Милица Артемовна, тоже с торжественным, улыбающимся лицом, обещающим необыкновенное, внесла эмалированную кастрюлю. Поставила на деревянный кружок, сняла крышку. Столбом вырвался пахучий пар, и я не удержался: как ни настраивал себя на чинное, пристойное поведение, все же заметно, кажется, даже звучно проглотил набежавшую в рот слюну.

Нет, не так бы есть этот борщ, чтобы насладиться его сказочным вкусом в полное свое удовольствие, не с тарелки, неспешно, с интеллигентской аккуратностью погружая в него ложку, следя, чтоб не капнуло с нее на скатерть, на салфетку, разложенную на коленях. Навернуть бы его из двухлитрового фронтового котелка, да еще здоровенной деревянной ложкой, какие имели при себе в армии колхозники из деревень, навернуть – не заботясь о том, как это выглядит, красиво или некрасиво, прилично или неприлично, обжигаясь от аппетита и жадности, – как хлебали мы на фронте, когда приезжала кухня, после целого дня своих солдатских трудов, рытья земли, многоверстных маршей по снежной целине или весенней распутице. Или как хлебаем мы в своей заводской столовой, ворвавшись в нее после двенадцатичасовой смены, на пустой, ноющий желудок, самозабвенно, слепо и глухо отдавшись еде, в совсем животной жажде насыщения, спеша еще потому, что в толстостенных глиняных мисках любая пища остывает стремительно и к последним ложкам уже липнет жир, а с ложек – к зубам и остается катышами на языке…

Конечно, Александра Алексеевна и Милица Артемовна с их женской, материнской чуткостью все проницательно, насквозь во мне понимали и видели, но держались со мной так, словно бы не видели и не замечали ничего. Ни моей заношенной одежды, ни заводской грязи на ней, ни моей неуклюжести за столом, в обращении с обеденными приборами, ни моего неприличного аппетита, который все-таки прорывался, хотя я всячески старался собою управлять. Едва я опустошил тарелку, Милица Артемовна, не спрашивая, незаметно подлила мне еще, и я проглотил и эту тарелку, а потом и кусок варившегося в борще мяса, который мне положили, и так же быстро, будто я еще и не ел ничего, жареный картофель со свиными шкварками и хрустким, соленым огурцом, поданный на второе. На третье был малиново-алый ягодный кисель, и я выдул подряд два стакана, мог бы выдуть еще и третий, который Милица Артемовна уже потянулась мне налить, да нашел в себе волю отказаться, ибо такое поглощение пищи переходило уже всякие рамки приличия и становилось совсем стыдным. Совершенно не помню, – занятый едой, я даже как-то это не заметил, – что и как ели сами хозяйки и ели ли они вообще, или их обед ограничился только тем, что они лишь присутствовали за столом, подвигали мне то хлебницу, то баночки со специями да подкладывали на тарелку новые порции.

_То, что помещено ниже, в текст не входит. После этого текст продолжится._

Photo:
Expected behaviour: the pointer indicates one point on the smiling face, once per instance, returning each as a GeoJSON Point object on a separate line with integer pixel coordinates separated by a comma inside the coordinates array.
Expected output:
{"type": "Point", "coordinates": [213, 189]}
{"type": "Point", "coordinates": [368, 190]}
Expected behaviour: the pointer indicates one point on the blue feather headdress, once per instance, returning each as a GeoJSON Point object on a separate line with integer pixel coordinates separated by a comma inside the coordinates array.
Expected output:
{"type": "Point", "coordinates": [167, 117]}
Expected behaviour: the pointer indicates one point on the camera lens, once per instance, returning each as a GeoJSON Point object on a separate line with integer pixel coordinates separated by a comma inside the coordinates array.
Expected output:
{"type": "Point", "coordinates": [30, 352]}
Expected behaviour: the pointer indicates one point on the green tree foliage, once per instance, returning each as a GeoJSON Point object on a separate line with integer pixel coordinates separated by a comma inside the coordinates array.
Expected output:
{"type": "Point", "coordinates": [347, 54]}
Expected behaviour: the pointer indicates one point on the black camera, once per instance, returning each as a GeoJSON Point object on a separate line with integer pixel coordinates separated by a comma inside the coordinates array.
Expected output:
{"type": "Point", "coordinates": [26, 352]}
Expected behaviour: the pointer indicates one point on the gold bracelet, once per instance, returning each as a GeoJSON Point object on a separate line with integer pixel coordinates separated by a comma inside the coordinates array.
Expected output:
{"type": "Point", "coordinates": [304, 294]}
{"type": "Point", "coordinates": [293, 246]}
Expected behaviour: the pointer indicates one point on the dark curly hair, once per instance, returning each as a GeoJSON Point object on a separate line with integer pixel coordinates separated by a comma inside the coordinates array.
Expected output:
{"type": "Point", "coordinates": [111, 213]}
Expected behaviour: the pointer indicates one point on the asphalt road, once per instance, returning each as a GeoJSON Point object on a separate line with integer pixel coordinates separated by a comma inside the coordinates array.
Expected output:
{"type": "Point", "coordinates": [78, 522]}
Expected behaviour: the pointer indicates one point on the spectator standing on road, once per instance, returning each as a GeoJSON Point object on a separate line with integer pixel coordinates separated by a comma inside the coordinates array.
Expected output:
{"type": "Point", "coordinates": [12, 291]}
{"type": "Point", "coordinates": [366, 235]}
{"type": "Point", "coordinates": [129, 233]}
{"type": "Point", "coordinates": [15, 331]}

– Я с вашей мамой знаете где познакомилась? На бирже труда, – заговорила Милица Артемовна, сидевшая от меня слева, так ей было удобней выходить в кухню. Ее руки в тонкой, желтоватой коже, оплетенные жгутами вен, протягивались, сновали совсем близко от моих глаз. В них была сноровистость хватких лапок маленькой обезьянки. Да и лицом своим Милица Артемовна слегка напоминала обезьянку: все мелкое, дробное – темные, двумя бусинами, глаза, короткий, чуть вздернутый носик, прозрачные, светящиеся насквозь ушки – и несоразмерно великие в сравнении со всем этим, выдавшиеся вперед челюстные дуги, крупные зубы, постоянно открытые, точно на них не хватает губ. Сходство усиливало еще и то, что постоянно присутствует в обезьяньих мордочках: смешение трогательной, подкупающей детскости и чего-то совсем старческого, мудро-печального, точно маленькой обезьянкой прожита бог весть какая долгая, столетняя и даже еще большая жизнь, с тем итогом, который выражен в известных библейских словах: во многом знании – много печали… Старушкой, старушкой смотрелась Милица Артемовна, но – разве же они старушки с Александрой Алексеевной, и той и другой всего пятьдесят с небольшим, даже порогом старости считать такой возраст еще нельзя…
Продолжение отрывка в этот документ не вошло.